"Yes. I found it on the table, took the earrings out of it, and put the box back in its place with the rubber ring round it."

They went on down the passage.

Each bedroom had a dressing-room and a closet which served as wardrobe attached to it. They stopped before the last transom; Saint-Quentin climbed through it and opened the door of the dressing-room for Dorothy.

There was a door between the dressing-room and the bedroom. Dorothy opened it an inch and let a ray from her lantern fall on the bed.

"He's asleep," she whispered.

She drew a large handkerchief from her bag, uncorked a small bottle of chloroform and poured some drops on the handkerchief.

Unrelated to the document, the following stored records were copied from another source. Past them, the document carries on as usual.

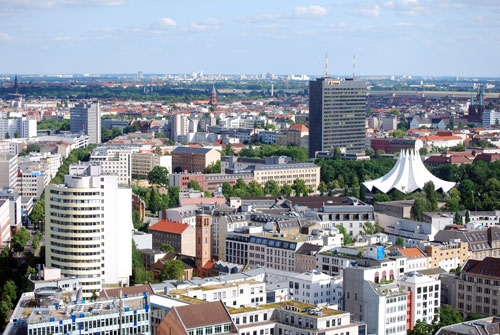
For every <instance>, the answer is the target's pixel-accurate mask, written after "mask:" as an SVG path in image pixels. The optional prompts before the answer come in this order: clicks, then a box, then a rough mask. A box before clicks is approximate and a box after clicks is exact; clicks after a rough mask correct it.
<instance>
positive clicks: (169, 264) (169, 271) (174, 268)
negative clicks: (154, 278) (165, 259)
mask: <svg viewBox="0 0 500 335" xmlns="http://www.w3.org/2000/svg"><path fill="white" fill-rule="evenodd" d="M182 278H184V263H182V262H181V261H180V260H177V259H175V260H174V259H171V260H168V261H166V262H165V264H164V265H163V269H161V272H160V279H161V280H182Z"/></svg>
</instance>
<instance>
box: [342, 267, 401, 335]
mask: <svg viewBox="0 0 500 335" xmlns="http://www.w3.org/2000/svg"><path fill="white" fill-rule="evenodd" d="M380 272H383V273H386V270H385V269H384V264H381V266H373V267H352V268H347V269H344V274H343V290H344V300H345V306H344V310H345V311H347V312H350V313H352V315H353V317H354V320H361V321H362V322H365V323H366V324H367V327H368V329H367V330H368V333H372V334H377V335H387V334H397V335H405V334H406V331H407V327H408V325H407V314H408V295H409V293H408V292H404V291H401V290H400V289H399V287H398V286H397V285H396V284H395V283H394V282H393V280H394V279H391V278H387V277H385V279H384V282H379V280H378V279H377V275H378V274H379V273H380ZM374 279H375V280H374Z"/></svg>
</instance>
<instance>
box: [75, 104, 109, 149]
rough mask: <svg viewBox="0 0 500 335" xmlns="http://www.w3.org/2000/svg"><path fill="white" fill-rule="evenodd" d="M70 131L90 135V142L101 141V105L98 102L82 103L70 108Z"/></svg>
mask: <svg viewBox="0 0 500 335" xmlns="http://www.w3.org/2000/svg"><path fill="white" fill-rule="evenodd" d="M70 131H71V132H72V133H74V134H78V133H83V134H85V135H88V136H89V143H90V144H99V143H101V106H100V104H99V103H98V102H93V103H91V104H89V103H80V104H77V105H75V107H73V108H71V110H70Z"/></svg>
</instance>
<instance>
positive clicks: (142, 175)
mask: <svg viewBox="0 0 500 335" xmlns="http://www.w3.org/2000/svg"><path fill="white" fill-rule="evenodd" d="M155 166H161V167H164V168H166V169H167V170H168V173H172V156H170V155H157V154H153V153H146V152H144V153H143V152H134V153H132V176H133V177H134V178H147V176H148V173H149V171H151V170H153V168H154V167H155Z"/></svg>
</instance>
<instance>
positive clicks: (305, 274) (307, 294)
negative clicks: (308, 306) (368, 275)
mask: <svg viewBox="0 0 500 335" xmlns="http://www.w3.org/2000/svg"><path fill="white" fill-rule="evenodd" d="M289 290H290V296H291V297H292V299H293V300H295V301H298V302H304V303H306V304H310V305H324V304H328V305H338V304H339V303H340V300H341V299H342V279H340V278H334V277H331V276H329V275H326V274H324V273H322V272H319V271H312V272H304V273H301V274H299V275H297V276H296V277H294V278H291V279H290V281H289Z"/></svg>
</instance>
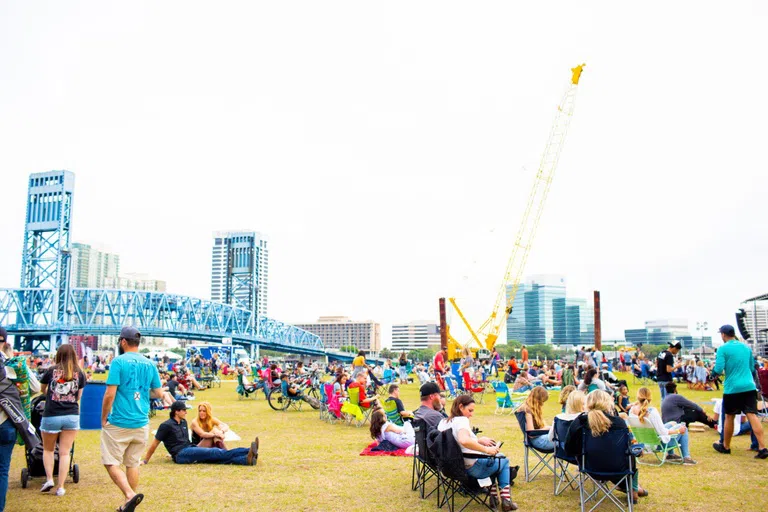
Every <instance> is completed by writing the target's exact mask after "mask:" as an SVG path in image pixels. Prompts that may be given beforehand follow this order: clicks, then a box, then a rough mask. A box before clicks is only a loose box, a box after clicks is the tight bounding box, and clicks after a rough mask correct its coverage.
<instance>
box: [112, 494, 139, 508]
mask: <svg viewBox="0 0 768 512" xmlns="http://www.w3.org/2000/svg"><path fill="white" fill-rule="evenodd" d="M143 500H144V495H143V494H136V495H134V496H133V498H131V499H130V500H128V502H127V503H125V505H123V506H122V507H118V509H117V512H133V511H134V510H136V507H138V506H139V504H140V503H141V502H142V501H143Z"/></svg>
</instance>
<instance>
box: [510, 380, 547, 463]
mask: <svg viewBox="0 0 768 512" xmlns="http://www.w3.org/2000/svg"><path fill="white" fill-rule="evenodd" d="M547 400H549V393H548V392H547V390H546V389H545V388H544V387H543V386H536V387H534V388H533V389H532V390H531V392H530V394H529V395H528V396H527V397H526V399H525V402H523V403H522V405H520V407H518V408H517V411H516V412H524V413H525V431H526V432H529V431H531V430H546V429H550V430H551V429H552V427H551V426H548V425H547V424H546V423H544V413H543V408H544V402H546V401H547ZM531 445H533V447H534V448H536V449H538V450H544V451H547V450H553V449H554V447H555V445H554V444H553V443H552V440H551V439H550V438H549V437H548V436H544V435H541V436H536V437H533V438H531Z"/></svg>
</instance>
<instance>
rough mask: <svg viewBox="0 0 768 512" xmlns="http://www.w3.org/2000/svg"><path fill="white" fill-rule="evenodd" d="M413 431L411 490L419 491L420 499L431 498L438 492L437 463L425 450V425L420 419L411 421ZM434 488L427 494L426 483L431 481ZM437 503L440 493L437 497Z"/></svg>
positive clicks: (426, 486)
mask: <svg viewBox="0 0 768 512" xmlns="http://www.w3.org/2000/svg"><path fill="white" fill-rule="evenodd" d="M412 425H413V431H414V433H415V439H416V449H415V450H414V451H413V470H412V472H411V489H413V490H414V491H419V496H420V497H421V499H424V498H428V497H430V496H432V494H433V493H434V492H435V491H438V488H439V485H440V480H439V479H440V477H439V473H438V471H437V463H436V461H435V460H434V459H432V456H431V455H430V453H429V450H428V449H427V424H426V422H425V421H424V420H422V419H418V418H417V419H415V420H413V423H412ZM433 479H434V482H435V483H436V485H435V488H434V489H432V490H431V491H429V493H427V483H428V482H429V481H430V480H433ZM437 498H438V501H439V499H440V493H439V492H438V495H437Z"/></svg>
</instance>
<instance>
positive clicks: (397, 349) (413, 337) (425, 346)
mask: <svg viewBox="0 0 768 512" xmlns="http://www.w3.org/2000/svg"><path fill="white" fill-rule="evenodd" d="M433 346H440V326H439V325H438V324H436V323H430V322H428V321H422V322H409V323H407V324H396V325H393V326H392V350H393V351H402V350H405V351H409V350H418V349H424V348H427V347H433Z"/></svg>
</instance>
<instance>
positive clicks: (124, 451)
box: [101, 327, 163, 512]
mask: <svg viewBox="0 0 768 512" xmlns="http://www.w3.org/2000/svg"><path fill="white" fill-rule="evenodd" d="M140 343H141V333H140V332H139V331H138V329H136V328H135V327H123V329H122V330H121V331H120V337H119V338H118V341H117V344H118V353H119V354H120V355H119V356H118V357H116V358H115V359H114V360H113V361H112V364H111V365H110V367H109V375H108V376H107V391H106V393H105V394H104V402H103V403H102V406H101V426H102V427H101V463H102V464H104V466H105V467H106V468H107V473H109V476H110V478H111V479H112V481H113V482H114V483H115V485H117V487H118V488H119V489H120V490H121V491H122V493H123V495H124V496H125V503H124V504H123V505H122V506H121V507H120V508H119V509H118V510H119V511H120V512H133V510H134V509H135V508H136V507H137V506H138V505H139V504H140V503H141V502H142V500H143V499H144V495H143V494H139V493H137V492H136V489H138V487H139V465H140V462H141V454H142V453H143V452H144V448H145V446H146V444H147V438H148V437H149V395H150V390H151V394H152V398H160V399H162V398H163V388H162V386H161V384H160V375H159V374H158V373H157V366H155V365H154V364H152V362H151V361H150V360H149V359H147V358H146V357H144V356H143V355H141V354H139V344H140ZM121 464H123V465H124V466H125V472H123V470H122V469H121V468H120V465H121Z"/></svg>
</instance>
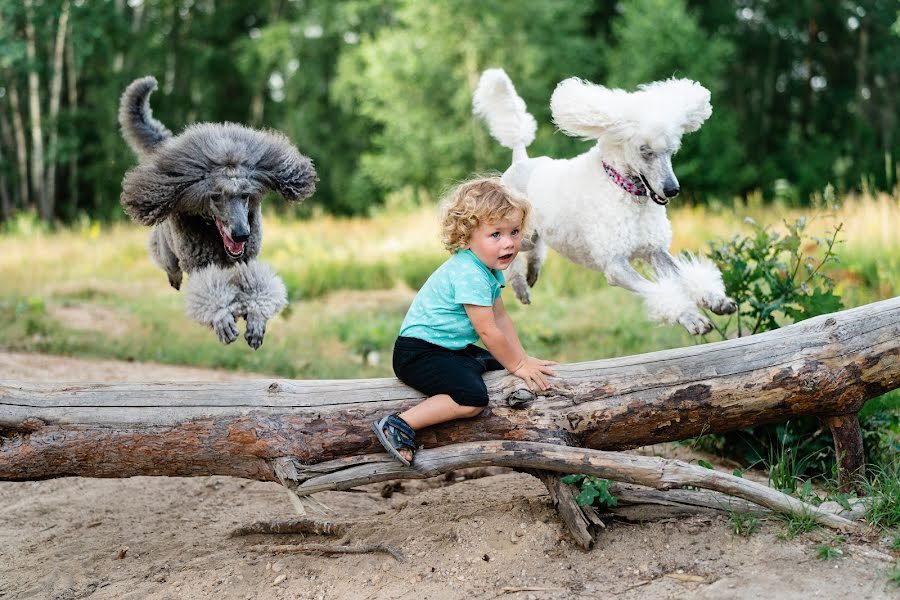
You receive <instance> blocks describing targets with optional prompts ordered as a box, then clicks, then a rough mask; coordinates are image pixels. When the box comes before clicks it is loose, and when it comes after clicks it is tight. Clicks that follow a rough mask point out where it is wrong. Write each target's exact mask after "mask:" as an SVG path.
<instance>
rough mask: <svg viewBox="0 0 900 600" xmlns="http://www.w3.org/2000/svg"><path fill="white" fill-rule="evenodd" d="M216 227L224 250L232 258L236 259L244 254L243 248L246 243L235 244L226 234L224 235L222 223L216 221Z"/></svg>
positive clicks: (218, 221)
mask: <svg viewBox="0 0 900 600" xmlns="http://www.w3.org/2000/svg"><path fill="white" fill-rule="evenodd" d="M216 227H217V228H218V229H219V235H221V236H222V242H223V243H224V244H225V250H226V251H227V252H228V253H229V254H230V255H232V256H234V257H238V256H240V255H242V254H243V253H244V246H245V245H246V244H247V243H246V242H235V241H234V240H233V239H231V236H229V235H228V234H227V233H225V228H224V227H223V226H222V222H221V221H219V220H218V219H216Z"/></svg>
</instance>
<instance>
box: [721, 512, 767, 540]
mask: <svg viewBox="0 0 900 600" xmlns="http://www.w3.org/2000/svg"><path fill="white" fill-rule="evenodd" d="M761 523H762V522H761V520H760V517H759V515H757V514H754V513H738V512H729V513H728V529H730V530H731V533H732V534H734V535H740V536H743V537H750V536H751V535H753V534H754V533H756V532H757V530H759V526H760V524H761Z"/></svg>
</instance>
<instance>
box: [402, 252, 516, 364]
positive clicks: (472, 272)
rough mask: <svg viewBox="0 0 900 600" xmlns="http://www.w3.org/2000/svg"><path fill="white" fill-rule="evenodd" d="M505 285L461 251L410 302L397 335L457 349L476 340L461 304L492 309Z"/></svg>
mask: <svg viewBox="0 0 900 600" xmlns="http://www.w3.org/2000/svg"><path fill="white" fill-rule="evenodd" d="M504 285H506V279H505V278H504V277H503V271H499V270H497V269H488V268H487V267H486V266H485V265H484V263H483V262H481V261H480V260H478V257H477V256H475V255H474V254H473V253H472V251H471V250H460V251H459V252H457V253H456V254H454V255H453V256H451V257H450V258H449V259H448V260H447V262H445V263H444V264H442V265H441V266H440V267H438V268H437V270H436V271H435V272H434V273H432V274H431V277H429V278H428V281H426V282H425V285H423V286H422V289H420V290H419V293H418V294H416V297H415V298H414V299H413V303H412V305H411V306H410V307H409V311H408V312H407V313H406V318H405V319H403V324H402V325H401V326H400V335H401V336H404V337H414V338H418V339H420V340H425V341H426V342H431V343H432V344H437V345H438V346H443V347H444V348H449V349H451V350H459V349H461V348H465V347H466V346H467V345H469V344H474V343H475V342H477V341H478V333H476V331H475V327H474V326H473V325H472V322H471V321H470V320H469V315H468V314H466V308H465V307H464V306H463V305H464V304H474V305H475V306H493V305H494V302H495V301H496V300H497V298H498V297H500V290H501V289H502V288H503V286H504Z"/></svg>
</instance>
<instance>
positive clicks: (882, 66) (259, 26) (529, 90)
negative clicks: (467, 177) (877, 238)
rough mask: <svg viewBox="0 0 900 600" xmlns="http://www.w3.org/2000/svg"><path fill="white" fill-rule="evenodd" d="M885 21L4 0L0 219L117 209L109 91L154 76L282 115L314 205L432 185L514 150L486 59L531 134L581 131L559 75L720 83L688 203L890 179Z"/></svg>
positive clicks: (806, 11) (314, 1) (302, 6)
mask: <svg viewBox="0 0 900 600" xmlns="http://www.w3.org/2000/svg"><path fill="white" fill-rule="evenodd" d="M66 20H68V23H66ZM898 22H900V19H898V9H897V5H896V2H895V1H894V0H848V1H845V2H839V3H834V2H832V3H827V2H817V1H813V0H800V1H799V2H793V3H788V2H771V1H770V0H728V1H725V2H721V1H712V0H622V1H621V2H617V3H610V2H605V1H601V0H593V1H589V2H585V1H577V0H558V1H555V2H544V1H543V0H522V1H520V2H508V1H503V0H483V1H476V0H453V1H440V2H424V1H422V0H334V1H332V0H261V1H259V2H254V3H248V2H224V1H222V0H194V1H192V2H187V1H185V0H127V1H126V0H111V1H109V2H72V1H71V0H42V1H37V0H28V1H27V2H24V1H23V2H3V3H0V158H2V160H0V218H2V219H8V218H10V216H11V215H12V214H13V213H14V212H16V211H20V210H26V211H35V212H38V211H39V214H40V215H41V216H42V217H43V218H44V219H46V220H48V221H49V220H56V219H62V220H64V221H67V220H71V219H74V218H77V217H78V216H79V215H87V216H89V217H90V218H92V219H101V220H105V219H119V218H123V214H122V210H121V208H120V207H119V202H118V197H119V193H120V187H121V178H122V175H123V174H124V173H125V171H126V170H127V169H128V168H129V167H130V166H132V165H133V164H134V157H133V156H132V155H131V153H130V152H129V151H128V149H127V147H126V145H125V143H124V141H123V140H122V138H121V135H120V134H119V132H118V125H117V119H116V111H117V105H118V99H119V96H120V94H121V93H122V90H123V89H124V88H125V86H126V85H127V84H128V83H129V82H131V81H132V80H133V79H135V78H137V77H140V76H143V75H150V74H152V75H155V76H156V77H157V79H158V80H159V81H160V90H159V91H158V92H157V93H156V94H155V95H154V96H153V108H154V111H155V112H156V114H157V115H158V116H159V117H160V118H161V119H162V120H163V121H164V122H165V123H166V124H167V125H168V126H169V127H170V128H171V129H172V130H173V131H180V130H181V129H182V128H184V127H185V126H186V125H188V124H190V123H192V122H196V121H235V122H242V123H247V124H249V125H252V126H256V127H270V128H275V129H280V130H282V131H284V132H285V133H287V134H288V136H289V137H291V139H293V140H294V141H295V142H296V143H297V145H298V146H299V147H300V148H301V150H302V151H304V152H305V153H307V154H308V155H310V156H311V157H312V158H313V159H314V160H315V162H316V164H317V168H318V170H319V173H320V178H321V180H320V183H319V191H318V193H317V194H316V195H315V196H314V197H313V198H312V199H311V202H309V203H308V204H306V205H305V206H304V207H302V208H301V210H302V211H307V212H308V211H309V210H310V209H311V208H312V207H314V206H320V207H321V208H323V209H324V210H326V211H330V212H333V213H338V214H355V213H364V212H366V211H367V210H368V209H369V208H370V207H372V206H377V205H378V204H380V203H381V202H383V201H384V199H385V197H386V195H388V194H390V193H395V192H399V191H404V190H406V191H409V192H411V195H412V196H434V195H436V194H437V193H439V192H440V191H441V190H442V189H443V188H445V187H446V186H448V185H449V184H451V183H452V182H453V181H455V180H458V179H460V178H463V177H466V176H468V175H469V174H471V173H472V172H476V171H485V170H488V169H502V168H504V167H505V166H506V165H507V163H508V159H509V157H508V152H507V151H506V150H505V149H503V148H500V147H499V146H498V145H497V144H495V143H493V142H492V141H491V140H490V138H489V137H488V135H487V133H486V131H485V130H484V127H483V126H482V125H481V124H480V123H478V122H477V121H476V120H475V119H473V118H472V116H471V108H470V107H471V92H472V88H473V86H474V85H475V82H476V81H477V77H478V74H479V73H480V71H481V70H483V69H484V68H487V67H495V66H498V67H503V68H504V69H506V70H507V71H508V72H509V74H510V76H511V77H512V78H513V80H514V82H515V84H516V86H517V88H518V89H519V92H520V94H521V95H522V97H523V98H525V100H526V101H527V103H528V106H529V109H530V110H531V111H532V112H533V113H534V115H535V117H536V118H537V120H538V123H539V131H538V136H537V139H536V141H535V143H534V144H533V146H532V148H531V152H533V153H535V154H552V155H554V156H571V155H574V154H576V153H577V152H579V151H582V150H583V149H584V143H582V142H579V141H577V140H573V139H571V138H568V137H566V136H564V135H562V134H560V133H558V132H556V131H555V129H554V128H553V125H552V123H551V119H550V115H549V110H548V100H549V97H550V94H551V93H552V91H553V88H554V86H555V85H556V83H557V82H559V81H560V80H562V79H564V78H566V77H569V76H578V77H582V78H585V79H589V80H591V81H595V82H597V83H603V84H607V85H617V86H623V87H626V88H629V89H633V88H634V87H635V86H636V85H637V84H639V83H642V82H647V81H651V80H654V79H659V78H665V77H671V76H678V77H690V78H693V79H696V80H698V81H700V82H701V83H703V84H704V85H705V86H706V87H708V88H709V89H710V90H711V92H712V95H713V117H712V118H711V120H710V121H709V122H708V123H707V124H706V125H705V126H704V127H703V129H701V130H700V132H698V133H697V134H695V135H692V136H688V137H687V138H685V144H684V147H683V149H682V151H681V152H680V154H679V157H678V174H679V177H680V178H681V179H682V182H683V184H684V190H685V194H686V195H687V196H688V197H689V198H690V199H692V200H693V201H695V202H706V201H708V200H710V199H714V198H715V199H720V200H724V201H728V200H730V199H731V198H732V197H734V196H740V195H744V194H748V193H751V192H754V191H756V190H760V191H762V192H763V195H764V197H765V198H768V199H771V198H774V197H776V196H778V197H780V199H782V200H787V201H790V202H793V203H799V204H802V203H805V202H807V201H808V199H809V198H810V196H811V195H812V194H815V193H817V192H821V191H822V190H823V189H824V188H825V187H826V186H827V185H828V184H831V185H832V186H834V187H835V188H836V190H837V192H838V193H844V192H848V191H854V190H861V189H868V190H882V189H883V190H890V189H893V188H894V186H895V185H896V184H897V170H898V167H897V156H898V150H900V149H898V135H897V134H898V128H900V124H898V120H897V115H898V109H900V106H898V105H900V102H898V98H897V94H896V92H895V90H896V89H897V88H898V84H900V27H898V25H897V23H898ZM273 206H274V205H273Z"/></svg>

Across the bed, in his clothes, like a man suddenly overcome by sleep, d'Estreicher was sleeping so deeply that the young girl switched on the electric light. Then very gently she placed the chloroformed handkerchief over his face.

The man sighed, writhed, and was still.

Very cautiously Dorothy and Saint-Quentin passed two slip-knots in a rope over both of his arms and tied the two ends of it round the iron uprights of the bed. Then quickly without bothering about him they wrapped the bedclothes round his body and legs, and tied them round him with the table-cloth and curtain-cords.

Then d'Estreicher did awake. He tried to defend himself—too late. He called out. Dorothy gagged him with a napkin.